Introduction: Nursing students use chatbots, and the frequency of their usage correlates with students' intent to engage with and learn from these tools. However, the impact of this intent on academic self-efficacy remains unclear. This study aims to (1) investigate the use of chatbots by students in a surgical nursing course and (2) examine how usage intention influences academic self-efficacy levels.
Materials and Methods: This cross-sectional study was conducted in Türkiye from March 20 to April 20, 2025. The sample consisted of 144 students enrolled in a surgical nursing course. Data were collected through an online survey, which included the Individual Identification Form, the Academic Self-Efficacy Scale, and the Behavioral Intention to Use and Learn Chatbot in Education Scale. The data were analyzed using the Statistical Package for the Social Sciences (SPSS) version 22.0. Descriptive statistics (including count, percentage, mean, and standard deviation), Pearson correlation analysis, and hierarchical regression were employed for data analysis.
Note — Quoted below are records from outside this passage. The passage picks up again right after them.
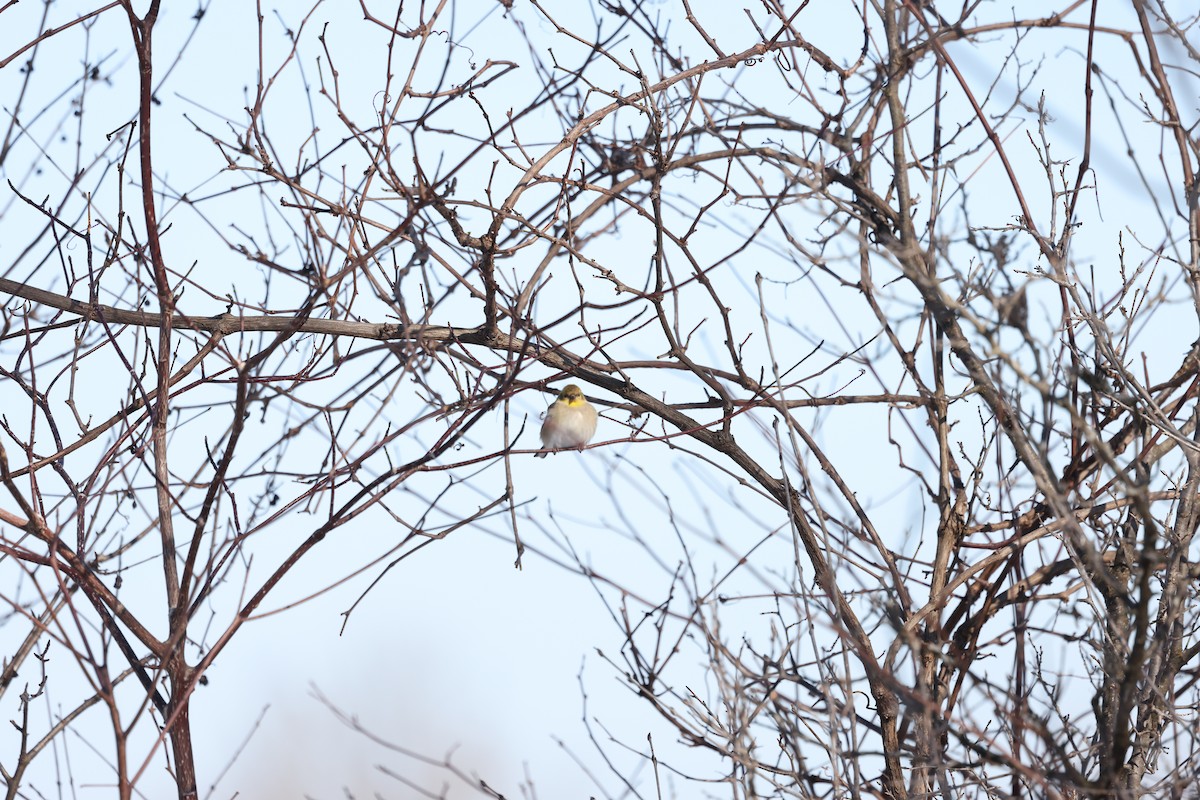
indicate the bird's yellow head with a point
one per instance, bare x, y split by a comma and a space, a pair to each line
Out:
571, 395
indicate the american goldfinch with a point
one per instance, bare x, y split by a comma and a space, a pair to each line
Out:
570, 421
Results: The mean age of students in the surgical nursing course was 21.45±3.46 years, with 84.7% being female. A majority of students (77.1%) regularly used chatbots, and 73.6% utilized ChatGPT as their chatbot. Pearson correlation analysis revealed a weak but statistically significant positive relationship between the total score and five sub-dimensions of the Behavioral Intention to Use and Learn Chatbot in Education Scale and academic self-efficacy (p<0.05). Hierarchical regression analysis showed that chatbot usage in education and behavioral intention toward learning explained 10% of the variance in academic self-efficacy.
Discussion and Conclusion: The study demonstrated that the use of chatbots in education, along with students’ motivation to learn, positively affected academic self-efficacy. The results emphasized the importance of integrating chatbots into nursing education to enhance academic self-efficacy. In this context, it is crucial to advance nursing education through the implementation of artificial intelligence applications.